Nearly every character in this kitchen sink drama threatens to become a caricature as we learn about their lives. Shelley (Yvette Ganier) drinks tumblers full of vodka at ten in the morning; Donny (Ricardo Beaird), a musicologist, refuses to play the piano anymore. Donny is married to Adam, (Michael Hanna) who believes in imposing juice fasts on his partner which last for days on end. Some parts of this script work better than others. Talented Dame-Jasmine Hughes very nearly steals the show in the second act with her delightfully over the top portrayal of hip-hopping Averie who’s waiting for her big break to stardom. In the meantime, she lives in her sister’s basement and settles for doing trashy assignments like Mud wrestling for a TV show. But even jiving Averie can’t take the spotlight away from Cynthia Jones-Taylor as Dotty Shealy.

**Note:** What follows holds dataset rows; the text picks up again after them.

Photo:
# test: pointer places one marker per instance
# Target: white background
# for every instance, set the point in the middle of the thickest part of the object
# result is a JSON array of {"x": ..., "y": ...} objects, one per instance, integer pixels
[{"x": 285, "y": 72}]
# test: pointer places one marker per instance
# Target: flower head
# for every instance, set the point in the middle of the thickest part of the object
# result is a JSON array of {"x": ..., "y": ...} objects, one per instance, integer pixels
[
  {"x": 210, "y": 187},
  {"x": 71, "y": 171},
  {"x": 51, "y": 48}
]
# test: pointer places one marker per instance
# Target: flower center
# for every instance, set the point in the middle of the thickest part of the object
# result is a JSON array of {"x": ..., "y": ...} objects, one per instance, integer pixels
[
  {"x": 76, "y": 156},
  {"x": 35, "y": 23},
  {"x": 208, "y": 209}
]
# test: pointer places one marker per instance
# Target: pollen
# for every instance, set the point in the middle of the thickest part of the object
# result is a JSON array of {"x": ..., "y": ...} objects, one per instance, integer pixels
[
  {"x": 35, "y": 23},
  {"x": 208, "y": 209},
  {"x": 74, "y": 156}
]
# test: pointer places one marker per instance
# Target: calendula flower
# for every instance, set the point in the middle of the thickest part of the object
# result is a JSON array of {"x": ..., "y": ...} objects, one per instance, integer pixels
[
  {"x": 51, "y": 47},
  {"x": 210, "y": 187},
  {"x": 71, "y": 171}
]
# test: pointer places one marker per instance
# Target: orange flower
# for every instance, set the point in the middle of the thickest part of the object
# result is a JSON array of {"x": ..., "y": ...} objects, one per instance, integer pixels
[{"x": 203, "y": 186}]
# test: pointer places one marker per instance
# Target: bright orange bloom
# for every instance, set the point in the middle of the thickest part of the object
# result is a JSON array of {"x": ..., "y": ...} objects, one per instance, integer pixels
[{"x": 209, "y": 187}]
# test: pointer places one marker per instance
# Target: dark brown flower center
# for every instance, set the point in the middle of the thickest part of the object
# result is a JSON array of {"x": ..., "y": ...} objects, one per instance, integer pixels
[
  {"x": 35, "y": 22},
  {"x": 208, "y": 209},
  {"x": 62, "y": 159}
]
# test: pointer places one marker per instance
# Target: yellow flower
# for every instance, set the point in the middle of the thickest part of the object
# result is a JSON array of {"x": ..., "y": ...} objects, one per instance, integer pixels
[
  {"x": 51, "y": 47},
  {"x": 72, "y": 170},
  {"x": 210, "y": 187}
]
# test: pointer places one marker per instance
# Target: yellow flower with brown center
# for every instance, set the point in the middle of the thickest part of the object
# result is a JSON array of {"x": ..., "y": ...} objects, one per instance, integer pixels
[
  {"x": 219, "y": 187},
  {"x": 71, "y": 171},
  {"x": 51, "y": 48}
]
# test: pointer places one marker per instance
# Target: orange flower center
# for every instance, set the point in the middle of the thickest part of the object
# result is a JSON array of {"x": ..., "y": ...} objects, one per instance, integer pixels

She is rightful owner of center focus as she believably shifts from cogent remarks and occasional barbed criticism to being lost in a haze of forgetfulness and explosive frustration.
Director E.G. Bailey delivers many fine scenes as when the younger family members wrap themselves in arguments, filled with contentious mixed emotions. The heated discussions escalate into shouting matches that lead to a moment of stunned silence on all sides. Then one or another character delivers a juicy laugh-line with just the right zing to elicit a medicinal belly-laugh from the audience.
The 2 hour, 45 minute play could use some trimming however. Extraneous facts halt the play’s real purpose. There are plot lines that lead nowhere and lend nothing to play’s arc such as the revelation in one of the final scenes that Dot’s long dead husband and noted medical doctor, drank too much. Playwright Domingo sometimes trips on his own devices. Jackie, (Anna Letts Lakin) the former neighbor, is an unbelievably clueless 40-year-old. A white, Jewish woman who now lives in New York, her motivations never ring true as she hankers after her high school boyfriend, gay Donny, 20 years after graduation. Likewise, Domingo has a hard time giving characters plausible reasons for coming on and off stage. Coupled with a squishy timeline—what year does the action take place in anyway? –it makes what could be a great show into a good, but sometimes under-realized play. When scenes do work—as when Dotty sits with her box of old photographs in the light of the Christmas tree—the potential shines through.